The cytokine receptor activator of nuclear factor-kappaB ligand binds to the receptor protein RANK in an interaction antagonized by osteoprotegerin-RANK-L binding. Upon receptor stimulation by RANK-L, the pre-fusion osteoclasts differentiate into multinucleated osteoclasts and get activated to form active osteoclast, which enhances bone resorption leading to loss of supporting tissues.

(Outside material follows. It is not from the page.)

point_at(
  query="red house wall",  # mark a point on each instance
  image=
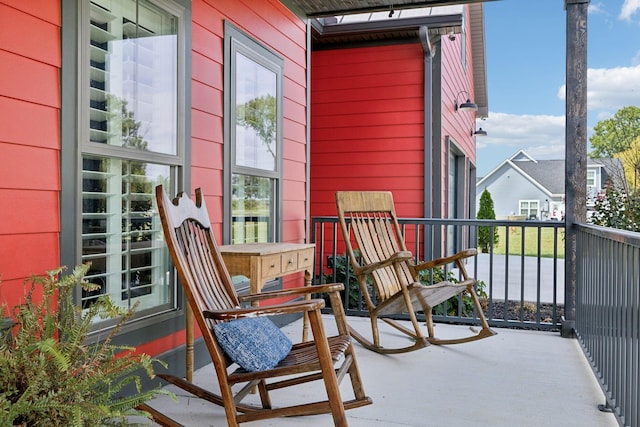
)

Delivery of transgenes (small interfering ribonucleic acid) targeting RANK results in repression of RANK expression and thus inhibits osteoclast formation and bone resorption

Off-target effects

When considering using siRNAs as therapeutic drugs, it is also important to investigate the sequence specificity of RNAi and the risk of off-target effects.[46] For instance, it is vital to ensure that only the targeted mRNA is degraded because otherwise essential genes may be blocked. It seems that siRNAs can have off-target effects as a result of one of three mechanisms:[46] (1) Since both shRNAs (pre-siRNAs/pre-miRNAs) and siRNAs contain strings of dsRNA, they can activate non-specific cellular innate immune responses such as the interferon response. (2) Transfected or expressed siRNAs might have other non-specific effects. For example, artificial siRNAs or shRNAs could saturate the cell's RNAi machinery and there by inhibit the function of endogenous miRNAs. (3) Although mature siRNAs are designed to be fully complementary to a single mRNA transcript, they may inadvertently show considerable complementarities to other non-target mRNAs. Studies have shown that an interferon response is induced by dsRNAs more than 30 bp in length, but also perfect dsRNAs as small as 11 bp in length can produce a weak induction.[47]

CONCLUSION

The challenges in regenerative periodontal therapy lie in the ability to induce the regeneration of a complex apparatus composed of different tissues such as bone, cementum and periodontal ligament. Despite yeomen advances in periodontal therapy, a complete regeneration of the damaged periodontium is still unattainable. RNAi is a cellular process that is revolutionizing scientific research and there is considerable excitement about using RNAi for therapy. The technique has an upper hand over the traditional approaches to treating disease, including broad applicability, therapeutic precision and selectivity avoiding side-effects. Thus the wide spread applicability, coupled with relative ease of synthesis and low cost of production makes RNAi an attractive new class of drugs in periodontal regeneration.